Fitness experts divide these muscles into the following major muscle groups: chest, back, arms, abdominals, legs, and shoulders. Does this mean I have to spend six days in the gym or using my fitness app on each muscle group! This is too much! Stop – if you have the time, yes, but we can group these muscles in such a way that you can combine the six groups into three sessions. We will discuss each group throughout this article.

The amount of time you spend on each group. This will also depend on your time available. However, you should do 12 – 15 repetitions three times per group. In other words, do 12 – 15 repetitions, rest for a minute or two, do the second 12 – 15 repetitions, rest again and finish with your third set of 12 – 15 repetitions.

Also remember that if you group muscles, you need to do at least one set per section in the session. So, if you group your chest, shoulders, and triceps you should do one set per muscle group, therefore three sets for each group or a combination of the muscles in one fluid exercise (but we will discuss the different types of exercises per group in separate articles throughout this series).

Let us have a look at the combinations of different muscle groups.

Chest, shoulders, and triceps

This session will focus on the upper part of your body: the front and back and top of your arms. Simply put, these are the muscles that you feel when you do a push-up!

The exercises associated with this muscle group are often referred to as ‘push’ exercises – because it involves pushing resistance away from your body.

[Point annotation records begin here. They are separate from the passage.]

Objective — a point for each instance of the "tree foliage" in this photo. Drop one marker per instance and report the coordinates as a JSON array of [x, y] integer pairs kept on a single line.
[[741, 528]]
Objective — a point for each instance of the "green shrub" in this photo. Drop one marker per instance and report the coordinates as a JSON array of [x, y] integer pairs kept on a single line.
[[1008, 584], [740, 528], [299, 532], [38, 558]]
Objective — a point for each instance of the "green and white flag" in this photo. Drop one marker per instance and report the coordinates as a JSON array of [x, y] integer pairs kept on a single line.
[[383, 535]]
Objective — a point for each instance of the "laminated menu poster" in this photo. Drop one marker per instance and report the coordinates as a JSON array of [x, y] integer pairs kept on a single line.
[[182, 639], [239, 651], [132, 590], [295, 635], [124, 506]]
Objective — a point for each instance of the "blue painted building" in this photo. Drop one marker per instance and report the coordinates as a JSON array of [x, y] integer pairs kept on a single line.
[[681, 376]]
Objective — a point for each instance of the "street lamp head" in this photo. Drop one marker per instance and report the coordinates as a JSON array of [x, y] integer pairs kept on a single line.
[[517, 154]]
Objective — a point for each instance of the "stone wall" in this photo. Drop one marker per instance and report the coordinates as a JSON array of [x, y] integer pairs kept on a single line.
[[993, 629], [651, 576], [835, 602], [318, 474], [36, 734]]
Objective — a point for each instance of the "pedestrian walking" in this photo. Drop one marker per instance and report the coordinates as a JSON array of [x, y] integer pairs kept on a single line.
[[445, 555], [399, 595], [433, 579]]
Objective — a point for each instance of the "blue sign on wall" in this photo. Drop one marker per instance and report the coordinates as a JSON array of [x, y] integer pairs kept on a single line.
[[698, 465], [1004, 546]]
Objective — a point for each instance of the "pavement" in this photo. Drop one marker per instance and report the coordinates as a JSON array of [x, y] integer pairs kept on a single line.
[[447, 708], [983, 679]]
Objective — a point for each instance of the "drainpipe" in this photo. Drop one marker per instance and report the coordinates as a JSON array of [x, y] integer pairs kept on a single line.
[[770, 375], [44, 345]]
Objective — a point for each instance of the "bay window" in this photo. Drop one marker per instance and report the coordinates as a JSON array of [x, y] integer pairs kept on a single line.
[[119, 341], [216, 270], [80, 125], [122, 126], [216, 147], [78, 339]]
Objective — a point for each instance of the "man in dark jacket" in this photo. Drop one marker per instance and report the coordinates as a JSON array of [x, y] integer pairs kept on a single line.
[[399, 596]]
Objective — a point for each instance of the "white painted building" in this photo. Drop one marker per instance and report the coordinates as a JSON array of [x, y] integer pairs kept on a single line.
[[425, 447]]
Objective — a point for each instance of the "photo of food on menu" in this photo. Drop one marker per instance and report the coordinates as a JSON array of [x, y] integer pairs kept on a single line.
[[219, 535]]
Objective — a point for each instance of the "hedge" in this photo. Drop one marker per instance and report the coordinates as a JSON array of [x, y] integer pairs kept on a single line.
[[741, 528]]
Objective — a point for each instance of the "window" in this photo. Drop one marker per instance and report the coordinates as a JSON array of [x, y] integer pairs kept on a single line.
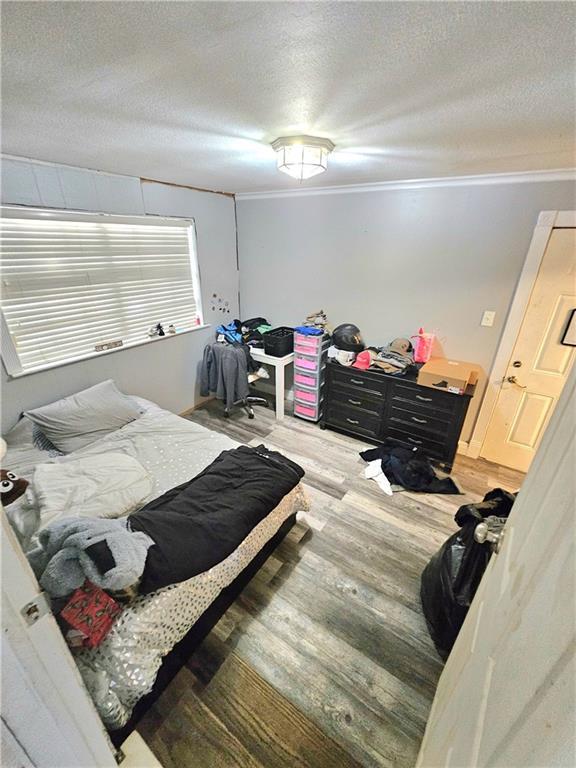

Back, biceps and abdominals

The lower back, abdominals, and biceps could be done together in a training session. This includes the core section of your body (your tummy and lower back) and then you can add your arms. These are the muscles that you ‘feel’ when you go into a plank position.

Different from the previous muscle group (chest, shoulders, and triceps) – these exercises are usually linked to ‘pulling’ towards the body.

Hamstrings, quadriceps, calves, and glutes

Legs, legs, legs… even if you are an enthusiastic runner or cycler, a focus on your legs cannot be ignored. Squats, lunges, and deadlifts are usually the exercises you think of when you focus on your legs.

The most important aspect to remember when you put a session together for your legs is to include exercises that cover the WHOLE leg.

How to track your progress

You must make sure that you get the optimal benefit for the time you put into your sessions. Why do it if you are not doing it right?

If you have not done any specific strength training before and you are just getting ready to start, you need to remember that you are in a process of building your strength. You cannot start lifting 20 kilogram dumbbells no matter how strong you think you are. Remember, the idea is to provide short bursts of intense energy.

Start with lighter weights (or even without weights – and light resistance bands) and more repetitions. You will benefit from the session much more than suffering through 10 reps with a weight that is too heavy. You might also put yourself in danger of injuries, and you do not want that.

Once you feel that the lighter weights are not providing the challenge you need, then you can increase the weights, or you can increase the number of repetitions you do. It is such fun and highly empowering when you start moving on to heavier weights and challenge yourself in such a way.

Having fun, creating challenges, witnessing progress is the ultimate sense of empowerment. Being strong is one thing – feeling strong is something that everyone is capable of.

Give yourself the power to empower, you deserve it!